Juru bicara KPK Budi Prasetyo. Foto: Metrotvnews.com/Candra.

Pemerasan Sertifikasi K3, KPK Ungkap Permintaan Uang Pejabat

Candra Yuri Nuralam • 4 March 2026 06:16

Jakarta: Komisi Pemberantasan Korupsi (KPK) terus mendalami kasus dugaan pemerasan dalam pengurusan sertifikasi K3. Sebanyak tiga saksi diperiksa untuk mendalami dugaan permintaan uang oleh pejabat.

"Dalam pemeriksaan kali ini, penyidik terkait mendalami pengetahuan saksi atas permintaan dan penerimaan sejumlah uang kepada oknum-oknum di Kementerian Ketenagakerjaan," kata juru bicara KPK Budi Prasetyo melalui keterangan tertulis, Rabu, 4 Maret 2026.

Para saksi yang diperiksa merupakan aparatur sipil negara (ASN) Siti Maemunah (SM), Sudi Astono (SA), dan Tahera Kania (TK).

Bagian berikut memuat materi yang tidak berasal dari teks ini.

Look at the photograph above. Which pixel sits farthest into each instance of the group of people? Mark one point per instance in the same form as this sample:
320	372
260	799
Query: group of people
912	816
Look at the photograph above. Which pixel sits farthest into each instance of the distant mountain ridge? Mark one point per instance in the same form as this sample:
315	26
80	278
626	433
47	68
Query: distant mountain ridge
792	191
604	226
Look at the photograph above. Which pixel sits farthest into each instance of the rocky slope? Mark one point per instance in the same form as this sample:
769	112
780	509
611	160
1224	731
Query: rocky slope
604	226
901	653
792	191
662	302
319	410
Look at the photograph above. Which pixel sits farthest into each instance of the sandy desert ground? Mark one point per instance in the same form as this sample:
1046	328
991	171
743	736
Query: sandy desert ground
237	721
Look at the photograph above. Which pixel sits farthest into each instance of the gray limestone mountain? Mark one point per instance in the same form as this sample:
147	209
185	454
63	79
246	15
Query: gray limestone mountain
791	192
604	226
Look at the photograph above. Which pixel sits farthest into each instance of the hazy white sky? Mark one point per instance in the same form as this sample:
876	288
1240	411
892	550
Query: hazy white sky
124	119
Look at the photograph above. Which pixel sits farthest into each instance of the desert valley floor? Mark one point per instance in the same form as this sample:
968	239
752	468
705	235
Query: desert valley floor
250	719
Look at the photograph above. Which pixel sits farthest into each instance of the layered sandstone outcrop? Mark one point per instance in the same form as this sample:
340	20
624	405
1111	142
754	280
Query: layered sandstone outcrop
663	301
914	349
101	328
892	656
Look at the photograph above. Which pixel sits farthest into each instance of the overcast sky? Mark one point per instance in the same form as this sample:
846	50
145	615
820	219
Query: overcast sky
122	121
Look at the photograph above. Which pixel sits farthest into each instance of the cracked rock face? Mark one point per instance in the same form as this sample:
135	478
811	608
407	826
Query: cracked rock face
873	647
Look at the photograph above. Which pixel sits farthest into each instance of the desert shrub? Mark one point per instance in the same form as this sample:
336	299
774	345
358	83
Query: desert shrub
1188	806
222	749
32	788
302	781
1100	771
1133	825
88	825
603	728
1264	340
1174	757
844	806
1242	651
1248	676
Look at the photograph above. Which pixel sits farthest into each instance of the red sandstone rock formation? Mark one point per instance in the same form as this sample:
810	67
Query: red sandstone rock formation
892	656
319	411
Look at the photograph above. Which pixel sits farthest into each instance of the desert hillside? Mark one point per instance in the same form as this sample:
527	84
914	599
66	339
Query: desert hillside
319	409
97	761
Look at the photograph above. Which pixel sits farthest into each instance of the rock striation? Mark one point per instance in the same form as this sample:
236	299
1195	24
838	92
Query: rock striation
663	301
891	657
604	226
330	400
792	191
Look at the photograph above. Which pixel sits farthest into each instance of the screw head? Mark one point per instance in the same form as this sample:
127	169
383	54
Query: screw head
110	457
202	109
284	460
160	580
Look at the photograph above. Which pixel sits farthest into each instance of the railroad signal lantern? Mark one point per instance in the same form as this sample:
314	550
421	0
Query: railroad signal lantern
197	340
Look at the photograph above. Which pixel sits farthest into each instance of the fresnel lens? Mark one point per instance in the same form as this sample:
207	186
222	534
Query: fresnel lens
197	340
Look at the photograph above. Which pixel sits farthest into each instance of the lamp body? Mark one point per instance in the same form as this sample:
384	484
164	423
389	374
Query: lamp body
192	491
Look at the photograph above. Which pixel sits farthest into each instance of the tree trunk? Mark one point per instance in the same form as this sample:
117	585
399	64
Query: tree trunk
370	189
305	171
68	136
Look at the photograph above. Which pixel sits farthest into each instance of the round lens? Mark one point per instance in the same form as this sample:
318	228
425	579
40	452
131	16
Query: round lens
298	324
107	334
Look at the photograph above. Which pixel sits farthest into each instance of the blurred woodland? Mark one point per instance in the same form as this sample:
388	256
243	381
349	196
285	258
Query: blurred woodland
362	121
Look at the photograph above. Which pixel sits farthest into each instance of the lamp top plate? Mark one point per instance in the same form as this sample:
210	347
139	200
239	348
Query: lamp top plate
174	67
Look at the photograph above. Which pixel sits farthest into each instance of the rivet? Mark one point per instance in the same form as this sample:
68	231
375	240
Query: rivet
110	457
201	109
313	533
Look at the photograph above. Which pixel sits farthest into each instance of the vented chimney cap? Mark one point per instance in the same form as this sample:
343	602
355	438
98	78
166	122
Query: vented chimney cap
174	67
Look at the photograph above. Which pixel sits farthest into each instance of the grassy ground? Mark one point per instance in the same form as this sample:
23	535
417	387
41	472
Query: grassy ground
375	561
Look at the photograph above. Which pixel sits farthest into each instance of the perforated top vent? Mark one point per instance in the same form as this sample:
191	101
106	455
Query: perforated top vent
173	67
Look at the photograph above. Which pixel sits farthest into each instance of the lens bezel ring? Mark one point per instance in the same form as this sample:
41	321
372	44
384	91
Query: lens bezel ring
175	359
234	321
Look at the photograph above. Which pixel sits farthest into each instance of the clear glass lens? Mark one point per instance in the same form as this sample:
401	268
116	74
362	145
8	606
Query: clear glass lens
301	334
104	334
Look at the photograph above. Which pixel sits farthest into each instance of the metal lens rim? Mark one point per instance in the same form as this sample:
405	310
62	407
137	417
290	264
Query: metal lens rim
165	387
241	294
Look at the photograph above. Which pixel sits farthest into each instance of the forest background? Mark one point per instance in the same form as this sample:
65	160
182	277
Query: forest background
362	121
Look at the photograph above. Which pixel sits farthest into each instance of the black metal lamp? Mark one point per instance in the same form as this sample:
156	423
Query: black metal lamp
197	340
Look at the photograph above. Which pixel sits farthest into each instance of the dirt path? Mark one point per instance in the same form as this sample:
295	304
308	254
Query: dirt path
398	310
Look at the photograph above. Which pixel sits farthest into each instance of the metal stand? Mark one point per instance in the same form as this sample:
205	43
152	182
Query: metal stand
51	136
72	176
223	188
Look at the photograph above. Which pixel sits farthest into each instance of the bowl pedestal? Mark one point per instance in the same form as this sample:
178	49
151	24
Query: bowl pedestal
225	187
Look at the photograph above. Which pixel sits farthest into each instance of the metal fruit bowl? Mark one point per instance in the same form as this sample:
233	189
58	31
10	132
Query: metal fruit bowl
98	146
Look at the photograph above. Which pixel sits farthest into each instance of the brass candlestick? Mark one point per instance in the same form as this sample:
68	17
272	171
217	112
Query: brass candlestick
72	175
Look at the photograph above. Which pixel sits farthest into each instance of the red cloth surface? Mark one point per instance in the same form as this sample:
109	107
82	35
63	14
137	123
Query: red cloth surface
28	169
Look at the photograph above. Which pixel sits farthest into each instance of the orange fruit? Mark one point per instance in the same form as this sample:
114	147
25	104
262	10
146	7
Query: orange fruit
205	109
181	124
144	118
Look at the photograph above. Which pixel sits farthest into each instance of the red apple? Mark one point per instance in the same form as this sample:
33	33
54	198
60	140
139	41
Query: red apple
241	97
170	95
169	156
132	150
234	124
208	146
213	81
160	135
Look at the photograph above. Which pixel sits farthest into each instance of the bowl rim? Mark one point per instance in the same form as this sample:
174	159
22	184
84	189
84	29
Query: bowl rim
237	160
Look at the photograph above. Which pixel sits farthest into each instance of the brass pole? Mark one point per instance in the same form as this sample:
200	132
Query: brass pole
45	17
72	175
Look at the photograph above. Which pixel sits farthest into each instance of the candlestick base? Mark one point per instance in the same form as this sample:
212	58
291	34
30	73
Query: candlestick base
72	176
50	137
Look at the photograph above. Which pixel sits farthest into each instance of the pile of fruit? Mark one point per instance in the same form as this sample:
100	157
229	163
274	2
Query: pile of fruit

Mereka semua diperiksa pada Selasa, 3 Maret 2026.

Budi enggan memerinci jawaban tiga saksi itu. Permintaan uang diyakini untuk mempercepat penerbitan sertifikat K3.

"(Permintaan) terkait penerbitan sertifikat K3," ucap Budi.

Ada delapan pihak yang terjerat dalam perkara ini yaitu eks Wamenaker Immanuel Ebenezer alias Noel, Koordinator Bidang Kelembagaan dan Personil K3 Irvian Bobby Mahendro, Koordinator Bidang Pengujian dan Evaluasi Kompetensi Keselamatan Kerja Gerry Aditya Herwanto Putra, Sub Koordinator Keselamatan Kerja Ditjen Bina K3 Subhan, dan Sub Koordinator Kemitraan dan Personel Kesehatan Kerja Anita Kusumawati.

Gedung KPK. Foto: Antara.

Lalu, Ditjen Binwasnaker dan K3 Fahrurozi, Direktur Bina Kelembagaan Hery Sutanto, Subkoordinator Sekarsari Kartika Putri, Koordinator Supriadi, dan dua pihak PT KEM Indonesia Temurila serta Miki Mahfud.

Noe cs kini sedang menjalani persidangan. Proses peradilan mereka masih pada tahap pembuktian.